Reacher’s father was waiting in the hallway, a little pale around the eyes. Reacher started unwrapping his hands, and he asked, “Who are you working with on this code book thing?”

His father said, “An Intelligence guy and two MPs.”

“Would you call them and ask them to come over?”

“Why?”

“All part of the plan. Like mom told me.”

“They should come here?”

“Yes.”

“When?”

“Right now would be good.” Reacher saw he had the word Georgia stamped backward across one of his knuckles. Must have been where the wire was manufactured. Raised lettering on the insulation. A place he had never been.

His father made the call to the base and Reacher watched the street from a window. He figured with a bit of luck the timing would be perfect. And it was, more or less. Twenty minutes later a staff car pulled up and three men in uniform got out. And immediately an ambulance turned into the street behind them and maneuvered around their parked vehicle and headed on down to the smelly kid’s house. The medics loaded the kid on board, and his mother and what looked like a younger brother rode along as passengers. Reacher figured the kid’s father would head straight for the hospital, on his motorbike, at the end of his watch. Or earlier, depending on what the doctors said.

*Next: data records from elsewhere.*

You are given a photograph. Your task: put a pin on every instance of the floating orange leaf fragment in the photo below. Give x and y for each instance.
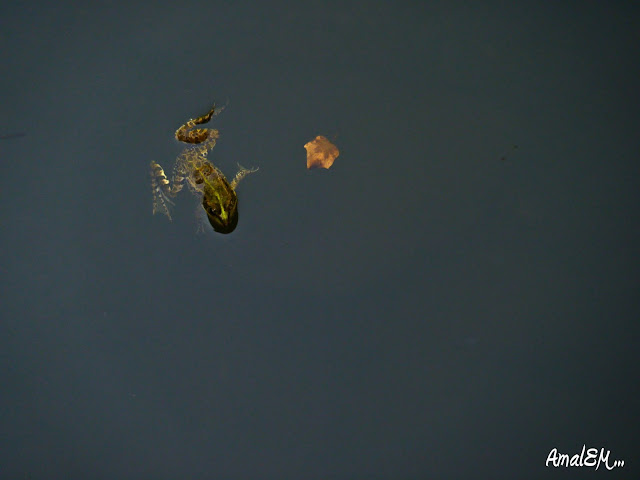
(321, 153)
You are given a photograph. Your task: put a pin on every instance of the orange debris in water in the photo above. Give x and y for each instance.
(321, 153)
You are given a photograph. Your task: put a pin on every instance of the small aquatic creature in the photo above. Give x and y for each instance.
(321, 153)
(219, 199)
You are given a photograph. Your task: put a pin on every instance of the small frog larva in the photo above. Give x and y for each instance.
(219, 199)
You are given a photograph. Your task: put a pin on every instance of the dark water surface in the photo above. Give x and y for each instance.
(454, 298)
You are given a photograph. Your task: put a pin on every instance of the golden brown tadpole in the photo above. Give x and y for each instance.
(321, 153)
(194, 169)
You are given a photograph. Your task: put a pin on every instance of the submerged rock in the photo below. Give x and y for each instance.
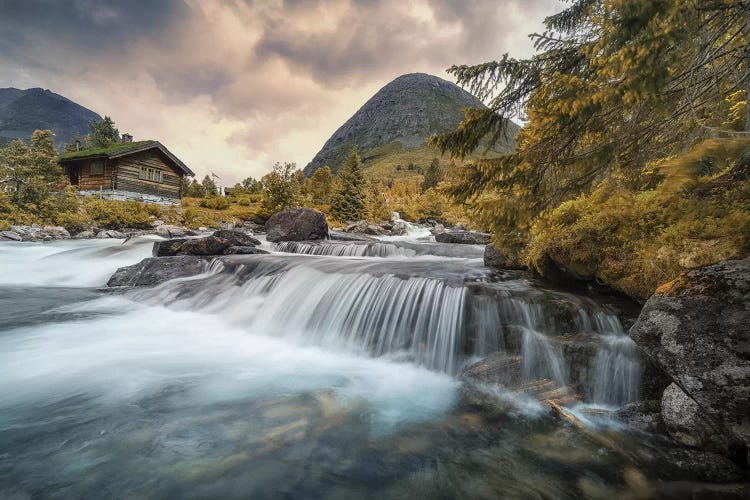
(297, 225)
(169, 231)
(243, 250)
(642, 415)
(463, 237)
(496, 258)
(237, 238)
(153, 271)
(697, 329)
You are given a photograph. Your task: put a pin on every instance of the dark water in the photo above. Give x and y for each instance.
(298, 376)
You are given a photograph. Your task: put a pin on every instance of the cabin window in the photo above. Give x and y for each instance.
(96, 168)
(150, 174)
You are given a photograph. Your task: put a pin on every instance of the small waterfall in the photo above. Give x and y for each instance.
(616, 369)
(541, 360)
(340, 249)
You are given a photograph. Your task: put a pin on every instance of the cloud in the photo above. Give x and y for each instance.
(234, 86)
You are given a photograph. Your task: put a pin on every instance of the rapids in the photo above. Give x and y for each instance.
(325, 369)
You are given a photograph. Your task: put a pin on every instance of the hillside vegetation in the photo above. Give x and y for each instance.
(633, 164)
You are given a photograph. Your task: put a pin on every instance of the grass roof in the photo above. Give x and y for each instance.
(117, 148)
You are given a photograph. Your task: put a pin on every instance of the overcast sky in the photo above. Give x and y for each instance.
(232, 87)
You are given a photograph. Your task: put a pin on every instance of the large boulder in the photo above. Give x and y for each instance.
(237, 238)
(297, 225)
(496, 258)
(210, 245)
(153, 271)
(463, 237)
(687, 423)
(243, 250)
(697, 329)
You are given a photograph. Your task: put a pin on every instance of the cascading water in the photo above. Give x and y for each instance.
(271, 367)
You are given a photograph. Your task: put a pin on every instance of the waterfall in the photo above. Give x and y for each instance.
(616, 369)
(348, 249)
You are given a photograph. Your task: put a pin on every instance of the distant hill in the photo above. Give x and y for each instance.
(23, 111)
(391, 128)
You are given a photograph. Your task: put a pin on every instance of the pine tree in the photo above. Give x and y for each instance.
(348, 201)
(321, 185)
(615, 84)
(432, 176)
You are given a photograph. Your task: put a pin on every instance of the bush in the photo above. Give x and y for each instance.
(118, 214)
(215, 203)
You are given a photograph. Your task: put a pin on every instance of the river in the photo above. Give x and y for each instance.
(326, 370)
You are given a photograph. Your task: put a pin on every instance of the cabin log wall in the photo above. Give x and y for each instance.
(88, 182)
(128, 170)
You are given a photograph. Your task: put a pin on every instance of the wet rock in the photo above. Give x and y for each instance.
(341, 236)
(687, 423)
(642, 415)
(84, 235)
(153, 271)
(167, 248)
(243, 250)
(690, 463)
(297, 225)
(697, 329)
(56, 232)
(10, 236)
(496, 258)
(169, 231)
(463, 237)
(109, 233)
(210, 245)
(237, 238)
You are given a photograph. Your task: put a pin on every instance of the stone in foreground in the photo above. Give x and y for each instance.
(156, 270)
(697, 329)
(463, 237)
(299, 224)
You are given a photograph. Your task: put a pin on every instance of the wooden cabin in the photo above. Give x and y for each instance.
(144, 171)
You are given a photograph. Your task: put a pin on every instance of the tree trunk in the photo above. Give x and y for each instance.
(747, 66)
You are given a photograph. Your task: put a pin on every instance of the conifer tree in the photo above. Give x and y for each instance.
(348, 201)
(432, 176)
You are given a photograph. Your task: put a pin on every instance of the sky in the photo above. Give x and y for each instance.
(232, 87)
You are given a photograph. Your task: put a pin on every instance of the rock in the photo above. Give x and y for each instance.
(679, 463)
(497, 259)
(168, 231)
(642, 415)
(399, 228)
(356, 227)
(341, 236)
(84, 235)
(153, 271)
(210, 245)
(243, 250)
(237, 238)
(10, 235)
(463, 237)
(697, 330)
(688, 424)
(297, 225)
(56, 232)
(167, 248)
(109, 233)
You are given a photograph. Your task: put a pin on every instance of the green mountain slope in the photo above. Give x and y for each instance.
(23, 111)
(391, 128)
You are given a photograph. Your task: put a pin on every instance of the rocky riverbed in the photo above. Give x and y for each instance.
(345, 364)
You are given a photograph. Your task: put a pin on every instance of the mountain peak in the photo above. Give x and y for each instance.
(406, 111)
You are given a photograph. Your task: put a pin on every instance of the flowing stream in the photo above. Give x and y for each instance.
(322, 370)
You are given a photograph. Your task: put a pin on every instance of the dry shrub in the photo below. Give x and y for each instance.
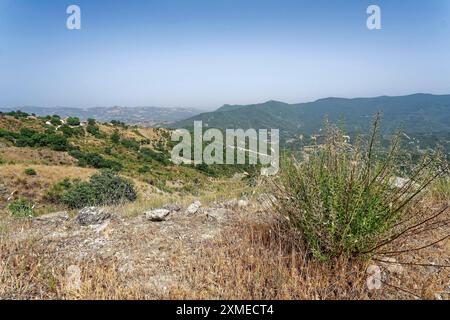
(264, 261)
(354, 199)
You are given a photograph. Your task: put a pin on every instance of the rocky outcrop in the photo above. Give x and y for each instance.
(193, 208)
(92, 215)
(157, 214)
(55, 217)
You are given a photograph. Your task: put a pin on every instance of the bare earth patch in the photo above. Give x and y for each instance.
(220, 252)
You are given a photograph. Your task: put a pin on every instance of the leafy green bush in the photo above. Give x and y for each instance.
(71, 132)
(79, 195)
(115, 137)
(105, 188)
(110, 188)
(30, 172)
(149, 154)
(144, 169)
(94, 160)
(130, 144)
(56, 121)
(21, 208)
(55, 192)
(73, 121)
(345, 200)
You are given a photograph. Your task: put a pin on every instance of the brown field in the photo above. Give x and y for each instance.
(241, 253)
(36, 156)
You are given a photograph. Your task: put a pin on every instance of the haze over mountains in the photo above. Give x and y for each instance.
(417, 113)
(144, 116)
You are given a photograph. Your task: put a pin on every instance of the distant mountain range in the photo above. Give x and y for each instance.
(144, 116)
(417, 113)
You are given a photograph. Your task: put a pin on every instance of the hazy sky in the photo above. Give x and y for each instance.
(205, 53)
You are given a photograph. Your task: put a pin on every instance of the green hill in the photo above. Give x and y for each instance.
(418, 113)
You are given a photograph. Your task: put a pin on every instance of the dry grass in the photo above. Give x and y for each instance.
(26, 155)
(16, 183)
(254, 257)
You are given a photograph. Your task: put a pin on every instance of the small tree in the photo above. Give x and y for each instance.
(73, 121)
(353, 199)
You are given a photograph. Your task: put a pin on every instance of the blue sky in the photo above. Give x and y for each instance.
(205, 53)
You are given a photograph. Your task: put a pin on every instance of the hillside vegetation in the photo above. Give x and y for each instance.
(424, 117)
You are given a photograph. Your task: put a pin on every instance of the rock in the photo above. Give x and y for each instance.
(157, 214)
(193, 208)
(73, 278)
(92, 215)
(230, 203)
(242, 203)
(55, 217)
(392, 265)
(217, 214)
(172, 207)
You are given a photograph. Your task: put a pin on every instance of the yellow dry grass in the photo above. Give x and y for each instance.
(35, 156)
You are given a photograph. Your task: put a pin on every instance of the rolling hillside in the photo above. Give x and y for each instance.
(418, 113)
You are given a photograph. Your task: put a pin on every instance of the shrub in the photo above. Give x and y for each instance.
(56, 121)
(73, 121)
(144, 169)
(130, 144)
(342, 198)
(115, 137)
(93, 129)
(94, 160)
(79, 195)
(71, 132)
(105, 188)
(110, 188)
(149, 154)
(21, 208)
(55, 192)
(30, 172)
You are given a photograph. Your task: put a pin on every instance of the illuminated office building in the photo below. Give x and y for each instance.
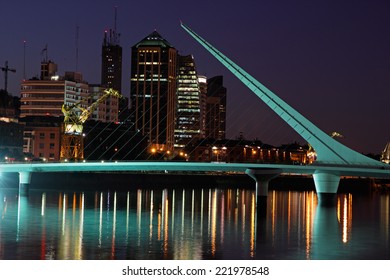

The Intelligence guy was a major, and the MPs were Warrant Officers. All three of them were in BDUs. All three of them were still standing in the hallway. All three of them had the same expression on their faces: why are we here?

Reacher said, “That kid they just took away? You need to go search his house. Which is now empty, by the way. It’s ready and waiting for you.”

The three guys looked at each other. Reacher watched their faces. Clearly none of them had any real desire to nail a good Marine like Stan Reacher. Clearly all of them wanted a happy ending. They were prepared to clutch at straws. They were prepared to go the extra mile, even if that involved taking their cues from some weird thirteen-year-old kid.

One of the MPs asked, “What are we looking for?”

“You’ll know it when you see it,” Reacher said. “Eleven inches long, one inch wide, gray in color.”

The three guys stepped out to the street, and Reacher and his father sat down to wait.

CHAPTER TWENTY

It was a reasonably short wait, as Reacher had privately predicted. The smelly kid had demonstrated a degree of animal cunning, but he was no kind of a criminal mastermind. That was for damn sure. The three men came back less than ten minutes later with a metal object that had been burned in a fire. It was ashy gray as a result. It was a once-bright alloy fillet eleven inches long and one inch wide, slightly curved across its shorter dimension, with three round appendages spaced along its length.

It was what is left when you burn a regular three-ring binder.